Die Studie „CEO pay landscape in Europe’s Top 100 companies“ von Willis Towers Watson analysiert seit 2013 jährlich die Vergütungen der Vorstandsvorsitzenden der in Europa nach Marktkapitalisierung führenden Unternehmen. Basis der Auswertung sind die im STOXX All Europe 100 gelisteten Unternehmen. | © weyo/fotolia.com

Die Gesamtdirektvergütung der deutschen Vorstandsvorsitzenden unter den größten europäischen Unternehmen ist 2017 auf 6,35 Millionen Euro im Median gestiegen. Damit liegen die deutschen Vergütungen auf Rang 3, fast gleichauf mit den zweithöchsten Vergütungen, die CEOs in Großbritannien erhalten (6,38 Millionen Euro).

„Über mehrere Jahre betrachtet bleibt die Gesamtdirektvergütung unter den größten Unternehmen Europas stabil, wie unsere Auswertungen ergeben“, sagt Frank Hoyck, Leiter des Beratungssegments Talent & Rewards bei Willis Towers Watson zu den Ergebnissen der diesjährigen Studie „CEO pay landscape in Europe’s Top 100 companies“ von Willis Towers Watson, die die Vergütung der Vorstandsvorsitzenden in den nach Marktkapitalisierung führenden europäischen Unternehmen untersucht.
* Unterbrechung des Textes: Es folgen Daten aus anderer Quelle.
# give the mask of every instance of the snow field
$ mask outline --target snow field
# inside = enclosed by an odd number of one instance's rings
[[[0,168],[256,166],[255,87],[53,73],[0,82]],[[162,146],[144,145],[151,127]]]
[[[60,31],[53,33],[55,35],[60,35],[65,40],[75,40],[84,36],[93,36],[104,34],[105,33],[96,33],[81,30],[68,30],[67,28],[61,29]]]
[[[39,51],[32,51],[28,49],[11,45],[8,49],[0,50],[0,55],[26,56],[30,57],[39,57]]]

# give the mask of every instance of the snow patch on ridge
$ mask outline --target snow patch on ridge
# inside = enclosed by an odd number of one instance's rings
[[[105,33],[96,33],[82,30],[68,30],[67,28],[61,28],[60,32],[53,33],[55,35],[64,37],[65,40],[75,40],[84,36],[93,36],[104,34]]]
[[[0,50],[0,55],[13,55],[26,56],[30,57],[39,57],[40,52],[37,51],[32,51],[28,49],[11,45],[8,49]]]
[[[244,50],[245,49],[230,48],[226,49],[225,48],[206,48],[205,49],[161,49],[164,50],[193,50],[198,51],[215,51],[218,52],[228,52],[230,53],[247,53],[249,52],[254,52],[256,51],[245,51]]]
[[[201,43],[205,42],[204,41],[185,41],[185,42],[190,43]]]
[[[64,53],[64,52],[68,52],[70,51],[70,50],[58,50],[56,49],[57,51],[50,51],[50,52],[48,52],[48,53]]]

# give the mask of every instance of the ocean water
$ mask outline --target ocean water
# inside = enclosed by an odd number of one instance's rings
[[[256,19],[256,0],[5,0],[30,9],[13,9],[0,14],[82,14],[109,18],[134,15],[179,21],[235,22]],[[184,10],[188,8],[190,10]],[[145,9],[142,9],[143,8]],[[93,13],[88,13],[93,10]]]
Weniger CEO-Wechsel im Jahr 2017

Der Anstieg unter den deutschen Unternehmen in diesem Jahr zeigt sich nicht nur unter denjenigen, die zu den größten Europas gehören, sondern auch im DAX. Auch hier ist der Median der Gesamtdirektvergütung im Vergleich zum Vorjahr deutlich gestiegen – von 4,99 Millionen Euro in 2016 auf 5,75 Millionen Euro in 2017. „Allerdings ist diese Entwicklung auch auf die geringe Anzahl an CEO-Wechseln im Jahr 2017 und damit eine deutlich breitere Auswertungsbasis im Vergleich zum Vorjahr zurück zu führen“, so Hoyck.

Fixgehälter kaum, Boni leicht gestiegen

Insgesamt sind die europäischen Gesamtdirektvergütungen im Median um rund fünf Prozent gestiegen: von 5,46 Millionen Euro 2016 auf 5,73 Millionen Euro im Jahr 2017. Dabei blieben sowohl die Grundgehälter als auch die langfristig gewährten variablen Vergütungen relativ stabil, während die für 2017 ausbezahlten Boni leicht auf 135 Prozent des Fixgehalts gestiegen sind (Vorjahr: 126 Prozent). „Insgesamt hat im vergangenen Jahr europaweit eine Angleichung der Gesamtdirektvergütungshöhen stattgefunden“, sagt Vergütungsexperte Hoyck.

Wer bekommt was?

Die höchste Gesamtdirektvergütung erreichte mit 12,88 Millionen Euro Dr. Severin Schwan von Roche. An zweiter Stelle liegt Carlos Brito, CEO von AB InBEV, mit einem Jahresgehalt von 12,81 Millionen Euro, gefolgt von Sergio P. Ermotti von der Schweizer UBS Group (12,52 Millionen Euro) und Joseph Jimenez, CEO des Pharmakonzerns Novartis (11,58 Millionen Euro). Platz fünf geht mit einer Vergütung von 10,79 Millionen Euro an den CEO eines deutschen Unternehmens: Bill McDermott von SAP, der im Vorjahr noch auf dem vierten Platz lag. Der Anteil der fixen Vergütung ist unter den Schweizer CEOs mit 25 % am niedrigsten. In UK korrelieren die hohen Gesamtdirektvergütungen ebenfalls mit niedrigeren Grundgehältern.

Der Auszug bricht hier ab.